Calculating the amount of power required for your photovoltaic (PV) system is an essential step in choosing the right system to fit your lifestyle and budget. The easiest way to determine how much solar power you will need is by performing an energy assessment. An energy assessment is simply an evaluation of how much energy you use today and a calculation of how much solar power generation is required to meet the needs of your household or business.
How much utility energy do I use?
Energy usage varies depending on the time of the year, the number of people residing, and lifestyle. To determine how much utility energy you use, start by collecting your monthly electric utility bills from the past year, and identify where they note the kilowatt-hours or kWh consumed. Most utility bills will include the current month, last 12 months, and the average daily kilowatt-hours used in the home or business. With the information found in the utility bills, calculate the annual kWh used for the most recent 12 months. Take note of the monthly variance to understand your high and low consumption throughout the year.

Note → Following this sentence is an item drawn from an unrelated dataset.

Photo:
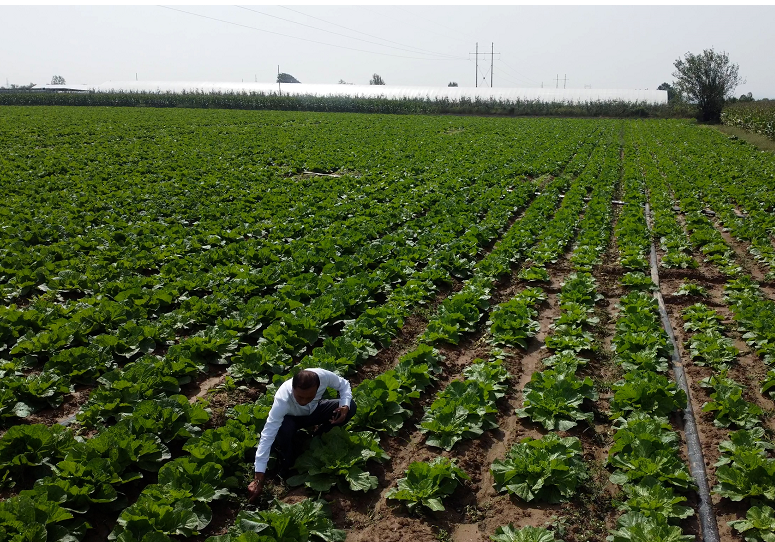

How much solar energy do I need?
If your home or business connects to the grid, then the amount of solar energy needed will vary from 50% to 100% of the annual kWh used. The percent of the power bill to offset generally depends on the available space and the budget for the PV system. For grid-tied systems, the solar panels will typically generate more power than is needed in the home or business during the daytime. Any excess power generated by the system is sent back to the grid resulting in your utility meter to spin backward. The utility company will credit your account for the extra power. This process is known as net metering.
Off-grid systems require a more detailed calculation to determine the energy load needed in AC kWh. This calculation uses information about every device that demands energy - how much power it draws, how long and how frequently it is turned on.
The power consumption of each device is recorded in Watts. To calculate the power a device will use over time, multiply the power consumption by the hours of use. For example, if you have a 75-watt light bulb turned on for 1 hour, it will consume 75 watts or 0.075 kWh.
How many Watts of solar power do I need?
Using the solar power calculator, enter your annual kWh from the utility bill or off-grid load estimate. Next, enter the daily sun hours for your location by reviewing a solar power map. Lastly, enter the percentage of your utility bill that you would like to offset with your solar PV system. Calculate these three factors to find the DC watt size needed.
Once you determine the amount of power you need in relation to your location, you can then select a PV system that will fit your lifestyle and budget. Remember that there is no rule that you have to offset 100% of your current energy use.